Sportscaster Dale Hansen: Dallas shooting was an ‘attack on our basic humanity’

Texas sports anchor Dale Hansen gave a blistering speech about the state of violence in the United States as the nation mourns the loss of five cops who were killed in an ambush Thursday night.

The WFAA sportscaster told his viewers that he was almost embarrassed that he knows the Texas Rangers lost to the Minnesota Twins 10 to 1 that night — because news of the tragedy should have drawn his attention away from the game.

“It was another shooting in America. It was in our city this time and police officers were being killed, but it was a couple of blocks away and the Rangers were being shut out. This is what I have become. This is what too many of us have been for a long time now,” he said in a segment called “Hansen Unplugged.”

Hansen said that people will fly their flags at half-mast, say the rights things and make promises they won’t keep. In the end, he said, nothing will change.

“Our lives will go on, while the lives of so many others won’t, because we expect it now and we accept it. It wasn’t this way when I was a boy, but it is life in America now,” he said.

Hansen said police officers are great people because they run into buildings we run from and look for people we hide from, but they cannot make mistakes because they have the power of God in their hands in the form of guns. For this reason, he said, we cannot and should not defend all police officers.

“A white man in America doesn’t die for selling cigarettes on a street corner, he gets a ticket,” he said. “A white man in America doesn’t die for driving with a broken taillight, he gets a ticket, too.
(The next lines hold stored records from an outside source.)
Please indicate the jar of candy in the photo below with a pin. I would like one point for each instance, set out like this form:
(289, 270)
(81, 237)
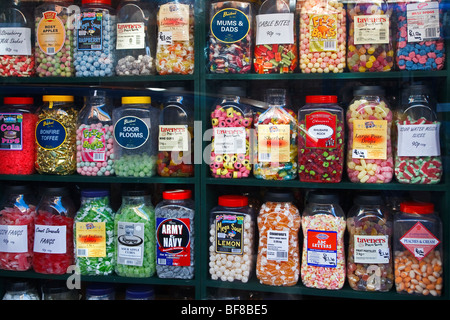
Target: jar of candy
(135, 132)
(17, 46)
(278, 259)
(175, 46)
(323, 257)
(369, 152)
(420, 35)
(275, 47)
(175, 235)
(276, 131)
(418, 244)
(175, 138)
(94, 234)
(136, 38)
(370, 40)
(134, 230)
(95, 152)
(230, 37)
(18, 124)
(53, 236)
(321, 131)
(54, 20)
(370, 264)
(94, 46)
(232, 122)
(56, 134)
(417, 156)
(232, 239)
(323, 36)
(17, 214)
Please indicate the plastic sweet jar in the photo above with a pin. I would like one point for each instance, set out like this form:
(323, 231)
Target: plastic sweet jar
(370, 262)
(417, 145)
(17, 51)
(278, 258)
(17, 214)
(175, 44)
(176, 137)
(136, 38)
(323, 256)
(135, 137)
(275, 47)
(95, 41)
(418, 248)
(420, 35)
(53, 251)
(17, 132)
(55, 35)
(323, 36)
(232, 121)
(276, 131)
(370, 45)
(175, 235)
(94, 233)
(56, 136)
(369, 149)
(321, 131)
(232, 239)
(230, 39)
(95, 142)
(134, 233)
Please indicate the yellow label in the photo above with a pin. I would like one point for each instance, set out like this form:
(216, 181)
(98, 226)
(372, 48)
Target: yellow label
(369, 139)
(90, 239)
(274, 143)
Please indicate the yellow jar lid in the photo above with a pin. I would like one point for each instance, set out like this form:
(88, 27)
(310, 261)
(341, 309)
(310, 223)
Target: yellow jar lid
(136, 100)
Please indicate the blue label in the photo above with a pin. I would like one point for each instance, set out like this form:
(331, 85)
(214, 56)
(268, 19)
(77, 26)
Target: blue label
(50, 134)
(131, 132)
(230, 25)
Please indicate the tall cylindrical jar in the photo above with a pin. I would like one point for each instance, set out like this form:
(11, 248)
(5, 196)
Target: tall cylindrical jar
(369, 149)
(417, 148)
(136, 38)
(232, 239)
(55, 25)
(323, 254)
(418, 245)
(56, 136)
(18, 139)
(175, 235)
(53, 235)
(135, 137)
(370, 263)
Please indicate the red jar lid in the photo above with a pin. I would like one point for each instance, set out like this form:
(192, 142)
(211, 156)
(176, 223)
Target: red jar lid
(233, 201)
(417, 207)
(177, 194)
(321, 99)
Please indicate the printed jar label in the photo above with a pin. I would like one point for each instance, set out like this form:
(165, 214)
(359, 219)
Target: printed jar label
(90, 239)
(419, 241)
(229, 235)
(130, 243)
(323, 32)
(418, 140)
(230, 25)
(321, 248)
(320, 130)
(50, 134)
(50, 33)
(13, 239)
(371, 249)
(369, 139)
(11, 131)
(173, 242)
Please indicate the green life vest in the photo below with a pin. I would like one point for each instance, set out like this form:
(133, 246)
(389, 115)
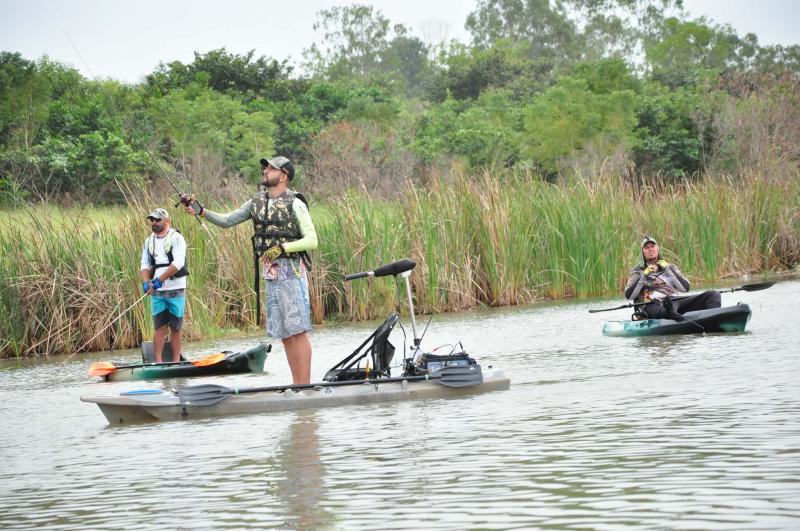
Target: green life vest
(275, 225)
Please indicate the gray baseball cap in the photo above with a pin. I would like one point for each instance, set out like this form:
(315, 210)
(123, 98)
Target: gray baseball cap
(282, 163)
(158, 213)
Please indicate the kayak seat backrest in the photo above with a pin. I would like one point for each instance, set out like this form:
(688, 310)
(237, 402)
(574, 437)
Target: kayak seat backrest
(149, 355)
(382, 349)
(376, 346)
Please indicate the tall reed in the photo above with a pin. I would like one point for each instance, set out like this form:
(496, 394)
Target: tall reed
(478, 240)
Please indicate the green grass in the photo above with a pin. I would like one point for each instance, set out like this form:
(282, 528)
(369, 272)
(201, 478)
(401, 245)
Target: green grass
(66, 274)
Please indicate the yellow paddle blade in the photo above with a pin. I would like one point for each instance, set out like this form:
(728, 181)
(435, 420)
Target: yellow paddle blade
(101, 368)
(211, 359)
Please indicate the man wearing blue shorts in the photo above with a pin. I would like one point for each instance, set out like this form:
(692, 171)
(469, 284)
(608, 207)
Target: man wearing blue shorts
(164, 279)
(284, 233)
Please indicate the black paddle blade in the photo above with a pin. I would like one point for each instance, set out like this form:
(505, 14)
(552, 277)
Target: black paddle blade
(757, 287)
(203, 395)
(461, 375)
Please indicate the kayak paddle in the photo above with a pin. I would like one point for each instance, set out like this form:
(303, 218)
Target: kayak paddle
(103, 368)
(747, 287)
(210, 394)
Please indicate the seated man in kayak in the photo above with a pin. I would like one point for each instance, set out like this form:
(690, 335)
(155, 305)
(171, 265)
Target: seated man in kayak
(655, 281)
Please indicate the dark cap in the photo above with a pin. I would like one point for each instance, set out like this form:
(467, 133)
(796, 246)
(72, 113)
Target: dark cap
(158, 213)
(282, 163)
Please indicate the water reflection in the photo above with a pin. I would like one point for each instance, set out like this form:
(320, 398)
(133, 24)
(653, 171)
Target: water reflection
(300, 474)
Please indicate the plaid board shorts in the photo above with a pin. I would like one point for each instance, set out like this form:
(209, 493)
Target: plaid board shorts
(168, 308)
(288, 307)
And the officers who abuse the badge and the power they have should be punished, but too many times they are not.”

But, he said, opening fire on the city streets of Dallas does not do anything to right the wrongs that people deal with every day and that the shooter might have killed good cops in the process.

Hansen said that minority communities hate to suffer the indignity of stereotypes but that the killer did the same exact thing by shooting at any cops “because don’t we all really know, they’re all the same.”

“It was not just an attack on the Dallas police; it was an attack on our basic humanity and the common decency we used to cherish in America,” he said. “But that’s all gone now —we lost that a long time ago.”